Traditional Medical Practitioners’ Council of Zimbabwe Manicaland chair Mr James Gabaza said changing such mindsets was no walk in the park.

“Although there is debate about how common this practice is, what is evident is that changing this particular practice will not be an easy task because it challenges traditional gender roles and ethno-medical beliefs about personal hygiene,” he said.

“In addition, due to the fact people here strongly believe in witchcraft – even if one is diagnosed with HIV, they will always believe that somehow witchcraft has something to do with the ailing of their relative.”

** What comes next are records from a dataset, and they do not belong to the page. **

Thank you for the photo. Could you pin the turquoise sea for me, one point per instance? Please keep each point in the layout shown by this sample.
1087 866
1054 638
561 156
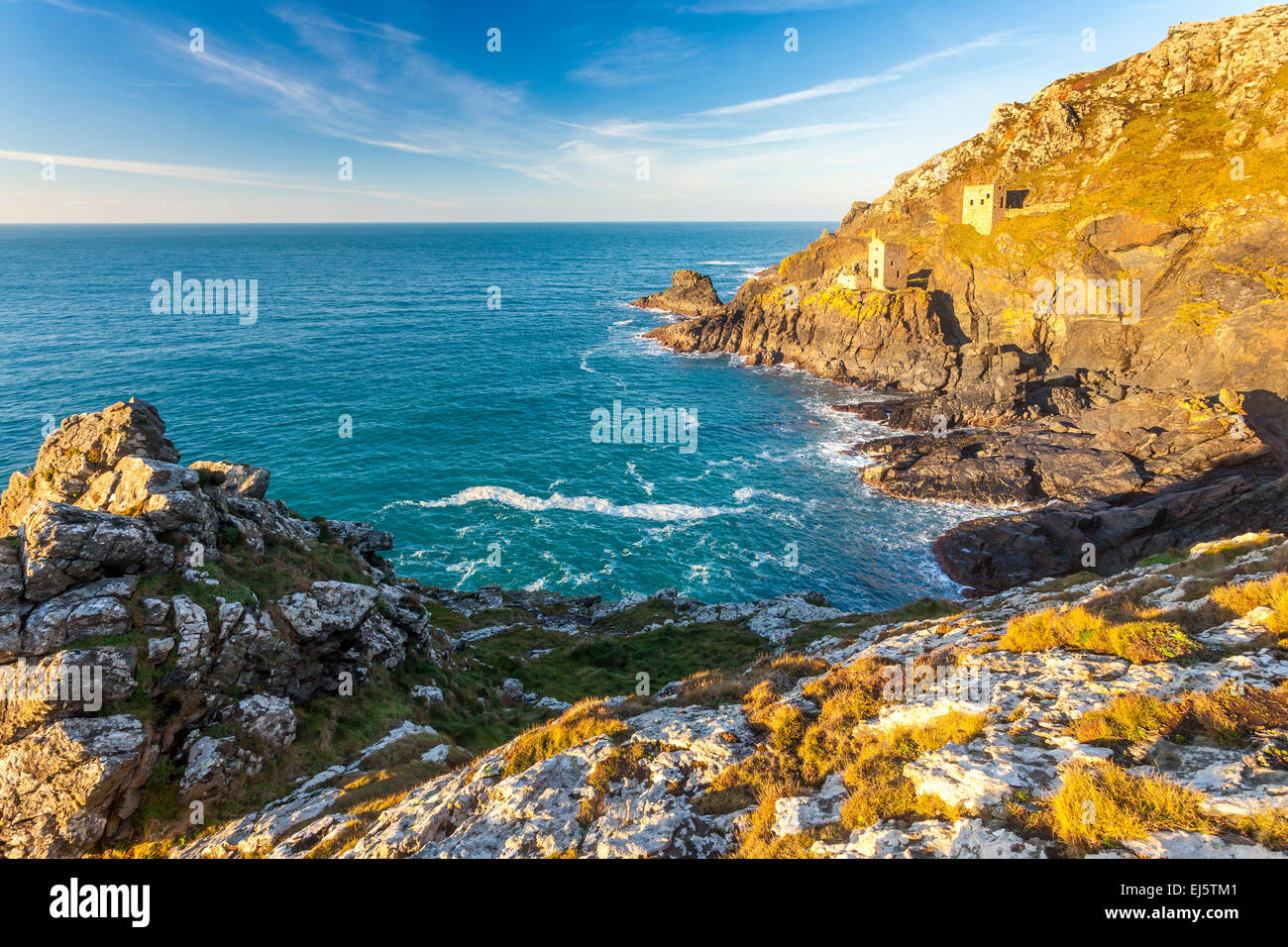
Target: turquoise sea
471 424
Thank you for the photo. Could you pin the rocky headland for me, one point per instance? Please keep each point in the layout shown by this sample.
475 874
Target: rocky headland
1111 359
193 671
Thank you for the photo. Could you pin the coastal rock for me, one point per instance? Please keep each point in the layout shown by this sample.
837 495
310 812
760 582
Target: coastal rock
63 545
690 294
81 449
62 785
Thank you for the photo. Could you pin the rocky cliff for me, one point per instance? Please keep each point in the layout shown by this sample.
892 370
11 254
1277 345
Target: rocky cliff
1157 698
1136 270
191 669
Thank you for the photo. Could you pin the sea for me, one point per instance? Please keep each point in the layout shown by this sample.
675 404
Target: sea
477 389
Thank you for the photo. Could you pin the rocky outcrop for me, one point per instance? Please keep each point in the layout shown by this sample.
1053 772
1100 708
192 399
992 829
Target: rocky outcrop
84 447
1133 264
137 628
653 779
690 294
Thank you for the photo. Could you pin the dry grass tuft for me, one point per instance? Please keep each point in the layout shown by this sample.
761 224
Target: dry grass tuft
1081 629
583 720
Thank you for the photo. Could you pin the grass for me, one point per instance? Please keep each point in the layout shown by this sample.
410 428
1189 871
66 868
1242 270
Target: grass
581 722
1227 716
1102 802
609 664
1080 629
1270 592
800 753
850 626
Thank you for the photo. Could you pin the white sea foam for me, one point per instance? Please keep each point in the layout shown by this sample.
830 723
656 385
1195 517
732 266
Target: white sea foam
658 512
746 493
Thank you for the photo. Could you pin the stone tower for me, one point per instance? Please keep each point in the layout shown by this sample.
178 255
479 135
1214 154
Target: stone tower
888 264
983 206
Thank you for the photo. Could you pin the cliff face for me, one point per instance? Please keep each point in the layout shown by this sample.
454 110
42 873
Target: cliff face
279 692
1140 260
160 629
1167 167
969 733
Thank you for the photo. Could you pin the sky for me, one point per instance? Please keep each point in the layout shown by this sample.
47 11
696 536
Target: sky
692 110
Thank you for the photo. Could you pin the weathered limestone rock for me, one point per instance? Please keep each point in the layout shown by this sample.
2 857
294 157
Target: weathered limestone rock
81 449
237 478
690 294
93 609
65 785
64 545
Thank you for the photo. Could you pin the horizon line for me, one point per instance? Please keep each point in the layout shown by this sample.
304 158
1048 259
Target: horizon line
404 223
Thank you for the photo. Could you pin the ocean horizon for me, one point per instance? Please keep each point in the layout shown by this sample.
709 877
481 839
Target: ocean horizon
443 380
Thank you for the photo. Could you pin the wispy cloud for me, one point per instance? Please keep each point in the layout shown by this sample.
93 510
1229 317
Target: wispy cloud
639 56
842 86
768 7
210 175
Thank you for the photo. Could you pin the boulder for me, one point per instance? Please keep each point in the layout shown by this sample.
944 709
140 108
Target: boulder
81 449
64 545
690 294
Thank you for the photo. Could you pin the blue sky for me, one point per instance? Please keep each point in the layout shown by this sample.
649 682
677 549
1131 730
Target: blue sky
554 127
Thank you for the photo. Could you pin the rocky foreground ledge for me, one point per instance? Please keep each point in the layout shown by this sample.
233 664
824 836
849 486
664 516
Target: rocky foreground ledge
269 686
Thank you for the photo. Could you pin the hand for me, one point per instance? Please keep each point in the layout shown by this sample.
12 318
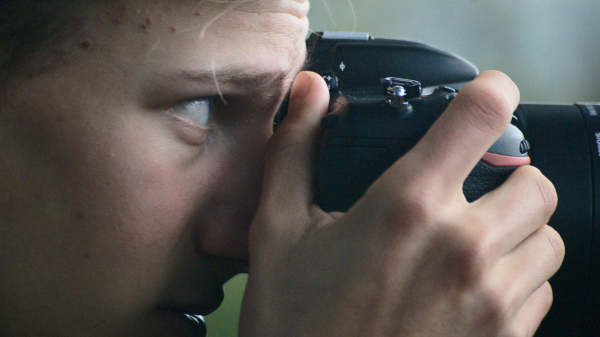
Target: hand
412 257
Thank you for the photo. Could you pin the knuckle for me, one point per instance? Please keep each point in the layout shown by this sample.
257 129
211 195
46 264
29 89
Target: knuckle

Health Ministry’s director for Aids and TB Dr Owen Mugurungi said they are mandated to carry out awareness campaigns despite different communities’ beliefs.

“Our mandate as a ministry is to engage the communities and teach them about the key drivers of HIV. We can never prescribe to communities what to and not do,” he said.

Data suggests that the epidemic is significantly worse in rural communities, especially among women in commercial farming areas and around growth points.

“In Zimbabwe, farming communities have a higher prevalence rate of HIV than any other community and since Chipinge is largely a farming constituency, HIV positivity rate is generally high,” added Mr Makwanya.

Manicaland province – where Chipinge is located – has the highest provincial prevalence rate in Zimbabwe.

Zimbabwe is among 22 countries with the highest burden of HIV.

Government estimates that 1,3 million people are living with HIV, of which 600 000 are on the ART programme, 187 000 of them being children below 15-years-old.

Zimbabwe’s HIV prevalence is 15 percent.